Erzurum Büyükşehir Belediyesinin destekleriyle düzenlenen etkinlik kapsamında klasik otomobil severler, Çifte Minareli Medrese önünde araçlarını sergiledi. Vatandaşların yoğun ilgi gösterdiği etkinlikte, Erzurum Büyükşehir Belediyesi bar ekibi de bir gösteri sundu.
Misafirler, Çifte Minareli Medrese ve Üç Kümbetler gibi tarihi mekanları gezerek yetkililerden bilgi aldı. Vatandaşlar ise merakla inceledikleri klasik otomobillerle bol bol fotoğraf çektirdi.

“Erzurum gezmekle bitmez”
Etkinlikte konuşan Erzurum Büyükşehir Belediyesi Başkan Başdanışmanı Hüseyin Koçan, Erzurum’un tarihî önemine vurgu yaptı. Koçan, “Erzurum, Doğu Anadolu’nun tapusu, Türk yurdunun kapısıdır. Misafirlerimizi burada ağırlamaktan büyük memnuniyet duyuyoruz. Açık hava müzesi gibi bir şehirdeyiz. Aslında Erzurum gezmekle bitmez. Biz tarihi kent dokusunu koruyarak kendimize özgü bir kimlik oluşturuyoruz. Bu da gelen misafirlerde bir ruh, bir duygu uyandırıyor. Turizmin amacı da zaten bu özgün kimliği tanıtmak ve kültürel değerleri pazarlamaktır,” ifadelerini kullandı.
“Türkiye’deki ilk durağımız”
Organizasyonu düzenleyen Zorlu Grubu Seyahat Acentası Jules Verne (Jülvern) Turizm Genel Müdürü Ayşe Yağcı Büyükpınar da klasik otomobil konvoyunun Türkiye programı hakkında bilgi verdi.
Büyükpınar, “Belçika’dan gelen 28 adet klasik otomobil, en eskisi 1928 model olmak üzere, şoför ve kopilotlarıyla Türkiye turuna başladılar. Erzurum, Türkiye’deki ilk durağımız. Buradan sonra Bayburt Baksı Müzesi, Erzincan, Kemaliye, Malatya, Nemrut, Şanlıurfa, Göbeklitepe, Gaziantep ve Adana’yı kapsayan 6 günlük bir program uygulayacağız. Katılımcılarımıza Türkiye’nin doğusundaki önemli noktaları göstermek istiyoruz,” dedi.
Grubun büyük kısmının Belçikalı olduğunu, ayrıca ABD’li ve İspanyol misafirlerin de yer aldığını belirten Büyükpınar, klasik otomobil turlarının dünyada oldukça yaygın olduğunu söyledi.

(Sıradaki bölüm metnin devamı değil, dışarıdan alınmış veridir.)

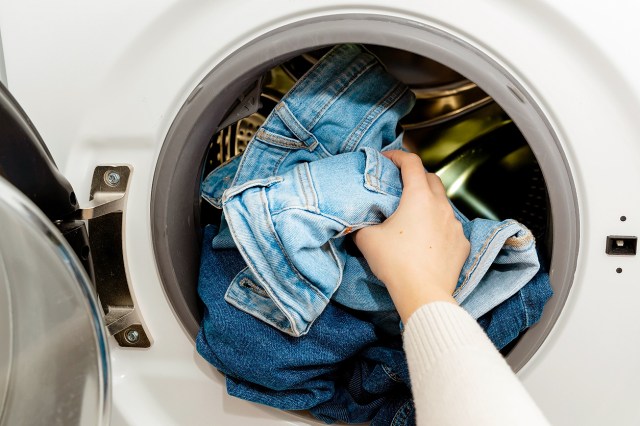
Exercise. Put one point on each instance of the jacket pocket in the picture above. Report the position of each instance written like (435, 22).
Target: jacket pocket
(380, 174)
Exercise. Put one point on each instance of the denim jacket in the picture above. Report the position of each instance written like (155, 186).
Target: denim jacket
(313, 173)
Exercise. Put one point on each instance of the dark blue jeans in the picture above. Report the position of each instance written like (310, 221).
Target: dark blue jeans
(345, 369)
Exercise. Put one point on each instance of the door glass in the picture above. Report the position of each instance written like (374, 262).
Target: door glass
(53, 356)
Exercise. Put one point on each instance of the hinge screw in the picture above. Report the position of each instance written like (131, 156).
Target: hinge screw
(132, 336)
(112, 178)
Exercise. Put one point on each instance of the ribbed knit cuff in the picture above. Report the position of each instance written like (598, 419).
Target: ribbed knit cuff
(437, 328)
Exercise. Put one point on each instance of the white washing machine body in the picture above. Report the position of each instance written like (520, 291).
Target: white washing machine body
(103, 83)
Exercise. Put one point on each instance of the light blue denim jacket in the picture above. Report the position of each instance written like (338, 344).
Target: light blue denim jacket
(312, 174)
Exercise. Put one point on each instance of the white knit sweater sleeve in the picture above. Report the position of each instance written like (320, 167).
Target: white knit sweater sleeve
(457, 375)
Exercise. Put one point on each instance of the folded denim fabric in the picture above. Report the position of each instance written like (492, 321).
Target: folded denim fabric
(343, 369)
(319, 369)
(290, 229)
(519, 312)
(312, 174)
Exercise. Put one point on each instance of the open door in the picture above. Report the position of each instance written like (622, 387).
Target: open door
(54, 360)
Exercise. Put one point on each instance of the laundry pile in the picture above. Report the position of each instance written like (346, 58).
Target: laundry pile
(293, 316)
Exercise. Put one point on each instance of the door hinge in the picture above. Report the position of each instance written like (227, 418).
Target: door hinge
(105, 217)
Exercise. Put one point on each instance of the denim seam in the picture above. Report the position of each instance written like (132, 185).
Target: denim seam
(276, 169)
(295, 127)
(345, 86)
(478, 255)
(393, 376)
(312, 190)
(304, 193)
(388, 100)
(275, 237)
(258, 276)
(526, 310)
(304, 81)
(251, 311)
(275, 139)
(248, 284)
(400, 418)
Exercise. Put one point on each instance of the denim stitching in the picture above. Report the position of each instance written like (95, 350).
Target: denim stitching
(369, 64)
(480, 253)
(292, 123)
(526, 311)
(400, 418)
(303, 82)
(280, 161)
(283, 251)
(388, 100)
(266, 288)
(248, 284)
(304, 193)
(393, 376)
(275, 139)
(314, 194)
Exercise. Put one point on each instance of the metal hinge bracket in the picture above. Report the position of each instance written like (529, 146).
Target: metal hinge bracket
(105, 214)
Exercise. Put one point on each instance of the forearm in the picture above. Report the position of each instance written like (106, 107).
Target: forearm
(457, 376)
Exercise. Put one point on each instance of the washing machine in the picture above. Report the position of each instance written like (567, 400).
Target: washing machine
(102, 217)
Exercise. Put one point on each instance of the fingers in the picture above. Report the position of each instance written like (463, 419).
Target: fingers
(413, 173)
(436, 185)
(410, 167)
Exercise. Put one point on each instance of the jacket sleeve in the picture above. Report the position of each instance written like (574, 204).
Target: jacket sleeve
(457, 375)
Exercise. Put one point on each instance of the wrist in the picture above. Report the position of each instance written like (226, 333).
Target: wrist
(410, 296)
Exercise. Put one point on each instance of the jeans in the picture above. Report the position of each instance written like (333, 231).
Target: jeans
(338, 371)
(288, 219)
(344, 369)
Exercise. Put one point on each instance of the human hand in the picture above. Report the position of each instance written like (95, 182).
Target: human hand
(418, 252)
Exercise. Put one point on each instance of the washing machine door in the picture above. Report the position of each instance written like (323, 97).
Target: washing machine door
(54, 363)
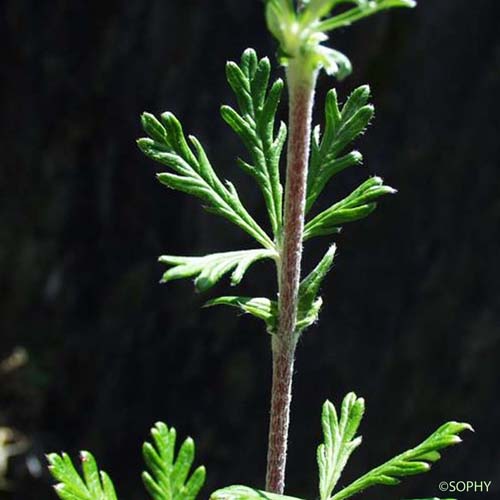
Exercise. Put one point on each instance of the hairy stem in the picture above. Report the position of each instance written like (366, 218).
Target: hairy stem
(301, 82)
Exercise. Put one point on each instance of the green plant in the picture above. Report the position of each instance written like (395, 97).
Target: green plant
(314, 157)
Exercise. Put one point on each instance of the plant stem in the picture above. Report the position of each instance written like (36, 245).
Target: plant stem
(301, 83)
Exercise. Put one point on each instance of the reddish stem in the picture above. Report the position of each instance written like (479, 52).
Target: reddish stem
(301, 83)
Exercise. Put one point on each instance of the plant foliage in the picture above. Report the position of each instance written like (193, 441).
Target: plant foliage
(300, 33)
(92, 484)
(168, 476)
(193, 173)
(255, 124)
(339, 442)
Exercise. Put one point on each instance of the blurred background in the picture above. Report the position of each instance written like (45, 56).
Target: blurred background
(93, 350)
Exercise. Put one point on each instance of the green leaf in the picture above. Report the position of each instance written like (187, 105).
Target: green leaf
(364, 8)
(91, 485)
(339, 441)
(280, 15)
(209, 269)
(260, 307)
(238, 492)
(309, 302)
(411, 462)
(193, 173)
(255, 125)
(341, 128)
(358, 205)
(169, 477)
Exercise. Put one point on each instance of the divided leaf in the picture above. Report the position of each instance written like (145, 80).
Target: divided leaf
(92, 485)
(238, 492)
(363, 8)
(411, 462)
(209, 269)
(341, 128)
(255, 124)
(193, 172)
(309, 302)
(168, 476)
(339, 441)
(301, 32)
(359, 204)
(260, 307)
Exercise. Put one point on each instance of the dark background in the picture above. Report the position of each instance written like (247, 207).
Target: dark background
(412, 309)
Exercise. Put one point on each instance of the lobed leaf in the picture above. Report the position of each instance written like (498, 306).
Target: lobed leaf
(260, 307)
(362, 9)
(414, 461)
(169, 476)
(358, 205)
(238, 492)
(309, 302)
(209, 269)
(91, 485)
(341, 128)
(193, 173)
(339, 441)
(255, 124)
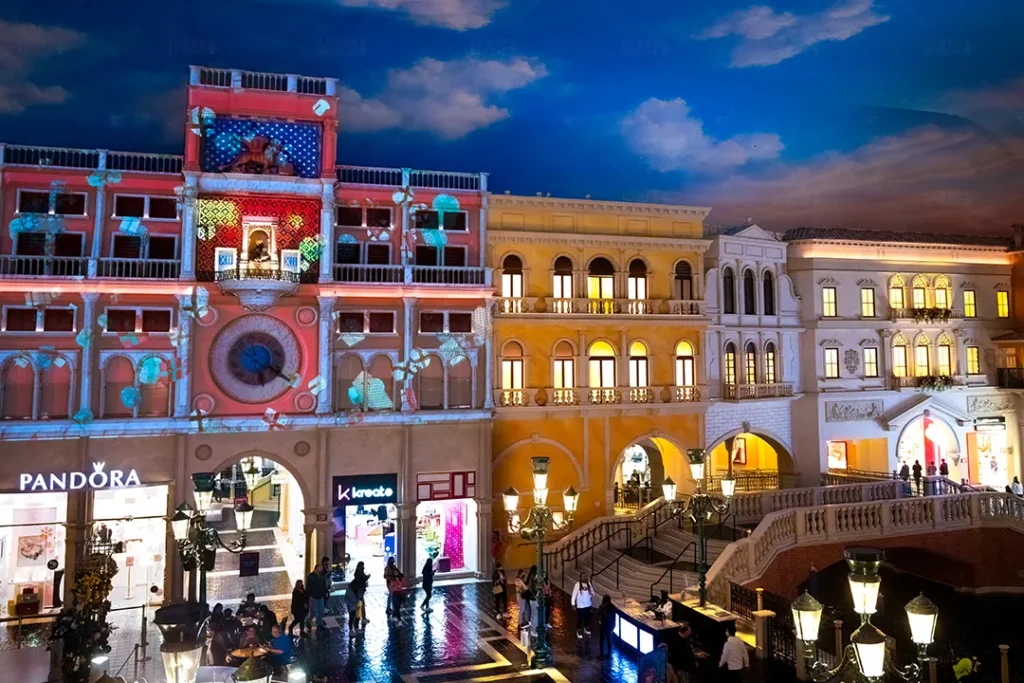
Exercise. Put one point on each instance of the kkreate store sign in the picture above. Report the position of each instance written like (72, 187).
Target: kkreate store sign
(98, 478)
(366, 489)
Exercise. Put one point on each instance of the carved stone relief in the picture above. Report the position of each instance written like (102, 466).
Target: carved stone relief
(853, 411)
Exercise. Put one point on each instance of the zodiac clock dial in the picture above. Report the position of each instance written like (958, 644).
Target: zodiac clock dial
(255, 357)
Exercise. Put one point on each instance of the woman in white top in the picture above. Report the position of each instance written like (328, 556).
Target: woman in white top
(583, 600)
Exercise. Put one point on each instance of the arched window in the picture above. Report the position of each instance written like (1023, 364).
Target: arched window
(728, 291)
(684, 281)
(638, 365)
(770, 363)
(684, 364)
(348, 393)
(564, 370)
(636, 287)
(751, 364)
(944, 360)
(896, 300)
(600, 286)
(18, 386)
(512, 368)
(769, 293)
(730, 364)
(750, 296)
(602, 366)
(511, 284)
(899, 356)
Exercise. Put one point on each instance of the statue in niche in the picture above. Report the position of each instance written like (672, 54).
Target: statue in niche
(260, 156)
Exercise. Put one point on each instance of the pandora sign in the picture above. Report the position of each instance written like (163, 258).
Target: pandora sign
(76, 480)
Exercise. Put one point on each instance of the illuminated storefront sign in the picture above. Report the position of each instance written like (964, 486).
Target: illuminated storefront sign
(76, 480)
(366, 489)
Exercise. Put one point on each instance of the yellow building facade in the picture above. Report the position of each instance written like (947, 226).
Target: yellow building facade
(598, 335)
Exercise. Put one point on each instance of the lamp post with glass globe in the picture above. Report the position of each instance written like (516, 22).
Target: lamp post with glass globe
(699, 509)
(867, 644)
(197, 540)
(539, 520)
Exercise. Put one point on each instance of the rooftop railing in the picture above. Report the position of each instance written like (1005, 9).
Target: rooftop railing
(132, 162)
(254, 80)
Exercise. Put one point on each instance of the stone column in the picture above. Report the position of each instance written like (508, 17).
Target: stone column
(188, 196)
(327, 231)
(407, 348)
(99, 218)
(488, 365)
(325, 399)
(182, 382)
(89, 349)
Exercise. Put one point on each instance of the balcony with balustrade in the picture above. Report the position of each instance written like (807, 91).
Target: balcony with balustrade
(589, 307)
(550, 397)
(752, 391)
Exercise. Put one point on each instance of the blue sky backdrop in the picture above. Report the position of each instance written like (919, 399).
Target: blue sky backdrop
(888, 114)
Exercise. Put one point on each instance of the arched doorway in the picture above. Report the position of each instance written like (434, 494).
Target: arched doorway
(757, 461)
(931, 441)
(642, 468)
(276, 534)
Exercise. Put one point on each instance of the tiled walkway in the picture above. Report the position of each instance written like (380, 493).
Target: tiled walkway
(460, 640)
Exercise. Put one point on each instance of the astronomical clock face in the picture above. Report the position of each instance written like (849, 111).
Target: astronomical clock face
(254, 358)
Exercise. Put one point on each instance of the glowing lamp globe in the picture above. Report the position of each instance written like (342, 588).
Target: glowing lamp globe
(669, 489)
(570, 499)
(923, 615)
(807, 616)
(179, 524)
(869, 644)
(511, 500)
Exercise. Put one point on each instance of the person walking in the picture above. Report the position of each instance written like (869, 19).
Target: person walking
(499, 588)
(606, 614)
(390, 571)
(583, 600)
(316, 590)
(734, 657)
(524, 596)
(300, 608)
(428, 584)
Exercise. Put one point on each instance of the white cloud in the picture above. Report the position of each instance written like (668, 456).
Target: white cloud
(928, 178)
(457, 14)
(23, 46)
(666, 134)
(448, 98)
(767, 37)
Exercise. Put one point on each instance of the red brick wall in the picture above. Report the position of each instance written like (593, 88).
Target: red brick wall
(977, 558)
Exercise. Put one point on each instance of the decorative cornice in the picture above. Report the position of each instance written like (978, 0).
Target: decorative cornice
(591, 206)
(499, 238)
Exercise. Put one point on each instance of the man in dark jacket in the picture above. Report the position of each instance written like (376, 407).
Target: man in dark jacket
(316, 588)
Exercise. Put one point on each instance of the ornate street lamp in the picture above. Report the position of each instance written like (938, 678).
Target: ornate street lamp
(699, 509)
(538, 521)
(197, 540)
(867, 644)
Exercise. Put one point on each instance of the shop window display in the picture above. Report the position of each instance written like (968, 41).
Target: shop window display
(134, 522)
(445, 531)
(32, 534)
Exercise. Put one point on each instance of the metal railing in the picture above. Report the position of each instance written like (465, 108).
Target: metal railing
(745, 391)
(139, 268)
(49, 266)
(365, 273)
(131, 162)
(448, 274)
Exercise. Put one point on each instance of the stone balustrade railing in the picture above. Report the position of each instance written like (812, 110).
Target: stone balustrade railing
(748, 559)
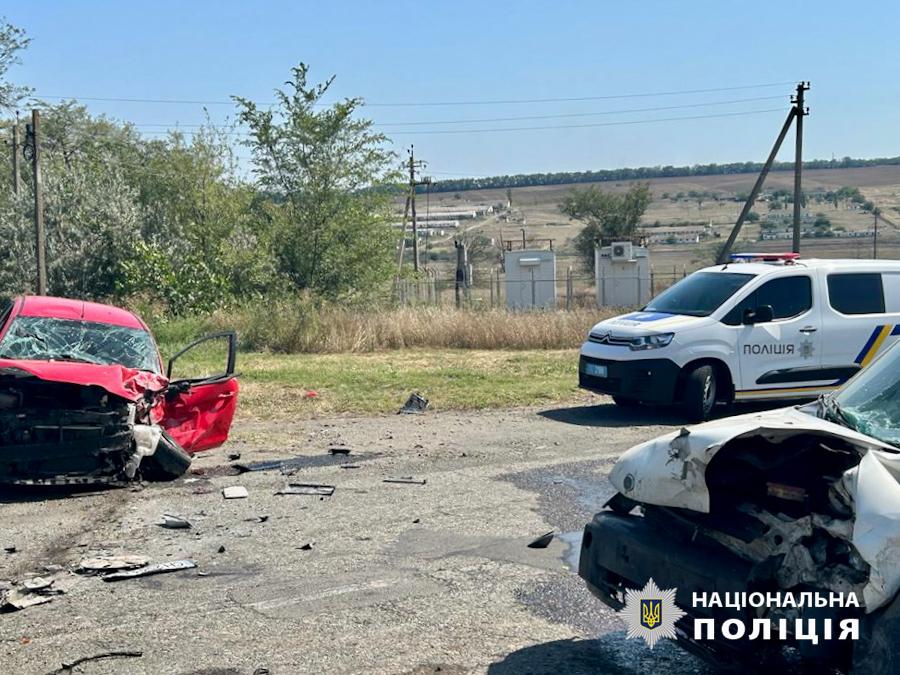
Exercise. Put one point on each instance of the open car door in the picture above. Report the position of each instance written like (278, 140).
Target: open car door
(202, 395)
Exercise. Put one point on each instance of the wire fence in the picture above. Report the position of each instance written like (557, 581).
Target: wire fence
(493, 289)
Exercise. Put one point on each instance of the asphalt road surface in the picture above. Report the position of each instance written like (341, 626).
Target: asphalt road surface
(380, 577)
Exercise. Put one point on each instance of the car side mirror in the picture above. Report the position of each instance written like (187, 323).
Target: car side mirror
(762, 314)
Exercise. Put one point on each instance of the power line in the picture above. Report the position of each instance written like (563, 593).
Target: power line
(179, 125)
(431, 132)
(115, 99)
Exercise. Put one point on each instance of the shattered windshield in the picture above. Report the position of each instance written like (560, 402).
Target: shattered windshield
(48, 339)
(700, 294)
(870, 402)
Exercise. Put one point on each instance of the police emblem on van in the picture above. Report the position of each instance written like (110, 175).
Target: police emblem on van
(650, 613)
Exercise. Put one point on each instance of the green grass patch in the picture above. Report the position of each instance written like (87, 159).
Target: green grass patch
(278, 386)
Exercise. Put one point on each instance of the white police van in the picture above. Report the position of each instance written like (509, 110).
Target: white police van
(761, 327)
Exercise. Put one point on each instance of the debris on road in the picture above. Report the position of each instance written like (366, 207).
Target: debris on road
(407, 480)
(21, 599)
(307, 489)
(69, 667)
(104, 564)
(543, 541)
(415, 404)
(171, 522)
(160, 568)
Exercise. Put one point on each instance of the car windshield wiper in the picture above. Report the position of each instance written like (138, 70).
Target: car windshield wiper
(834, 411)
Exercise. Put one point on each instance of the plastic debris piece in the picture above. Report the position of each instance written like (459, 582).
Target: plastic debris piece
(407, 480)
(235, 492)
(21, 599)
(171, 522)
(307, 489)
(38, 583)
(160, 568)
(68, 667)
(111, 563)
(543, 541)
(415, 404)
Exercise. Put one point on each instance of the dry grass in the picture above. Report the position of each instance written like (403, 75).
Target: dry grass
(297, 327)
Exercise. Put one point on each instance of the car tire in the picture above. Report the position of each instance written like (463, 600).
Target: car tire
(169, 462)
(700, 388)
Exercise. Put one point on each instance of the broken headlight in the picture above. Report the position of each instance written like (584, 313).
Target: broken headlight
(650, 341)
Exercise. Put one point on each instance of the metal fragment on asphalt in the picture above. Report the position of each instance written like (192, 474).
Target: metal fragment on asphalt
(171, 522)
(307, 489)
(543, 541)
(160, 568)
(111, 563)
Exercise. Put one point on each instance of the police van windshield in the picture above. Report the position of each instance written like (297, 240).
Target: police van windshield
(700, 294)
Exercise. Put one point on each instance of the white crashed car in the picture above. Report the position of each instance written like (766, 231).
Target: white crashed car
(797, 500)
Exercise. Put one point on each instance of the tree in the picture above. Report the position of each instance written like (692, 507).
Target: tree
(12, 41)
(327, 174)
(607, 215)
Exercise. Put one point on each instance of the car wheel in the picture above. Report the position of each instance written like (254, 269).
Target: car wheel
(169, 462)
(699, 393)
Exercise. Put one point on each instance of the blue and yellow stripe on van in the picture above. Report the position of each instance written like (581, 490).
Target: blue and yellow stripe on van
(875, 342)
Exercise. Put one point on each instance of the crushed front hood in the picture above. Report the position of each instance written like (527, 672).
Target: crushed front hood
(127, 383)
(671, 471)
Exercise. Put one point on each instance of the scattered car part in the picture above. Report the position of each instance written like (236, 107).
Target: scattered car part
(171, 522)
(103, 564)
(415, 404)
(160, 568)
(543, 541)
(235, 492)
(69, 667)
(307, 489)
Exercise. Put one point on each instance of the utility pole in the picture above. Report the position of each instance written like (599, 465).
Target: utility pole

“Bu tür gruplar genellikle 12-13 günlük programlar yapıyor. Bu yıl Azerbaycan’dan başladık, Gürcistan üzerinden Türkiye’ye geldik. Türkiye ise turun en uzun ve en kapsamlı bölümünü oluşturuyor. Geçtiğimiz yıl aynı grup Batı Anadolu turu kapsamında İstanbul, Kapadokya, Ege ve Çanakkale’yi gezmişti. Çok memnun kaldıkları için bu yıl da Türkiye’yi programlarına dahil ettiler. Hizmet kalitemiz, konaklama imkanlarımız ve yemek kültürümüz onları etkiliyor. Amacımız bu tarz özellikli grupların Türkiye’de sayısını artırmak. Çünkü bu tarz organizasyonların ülke tanıtımına ciddi katkısı var,” diye konuştu.
“Gezi harika ve etkileyici”
Etkinliğe katılan Belçikalı Pol Derie ise büyüleyici bir tur yapmak istediklerini ifade ederek, “Azerbaycan’dan başladık, ardından Gürcistan ve şimdi Türkiye’deyiz. 5 gün boyunca Türkiye’de olacağız. İstanbul gibi herkesin gittiği yerlere değil, daha farklı destinasyonlara gitmek istedik. Bu nedenle Erzurum’u seçtik. Daha önce de turlara katıldım ama bu sefer üç ülkeyi gezmek çok etkileyici oldu. Hiç araştırma yapmadık, her gün bir şehirdeyiz. Hızlı ama çok dolu dolu geziyoruz. Gezi harika ve etkileyici,” dedi.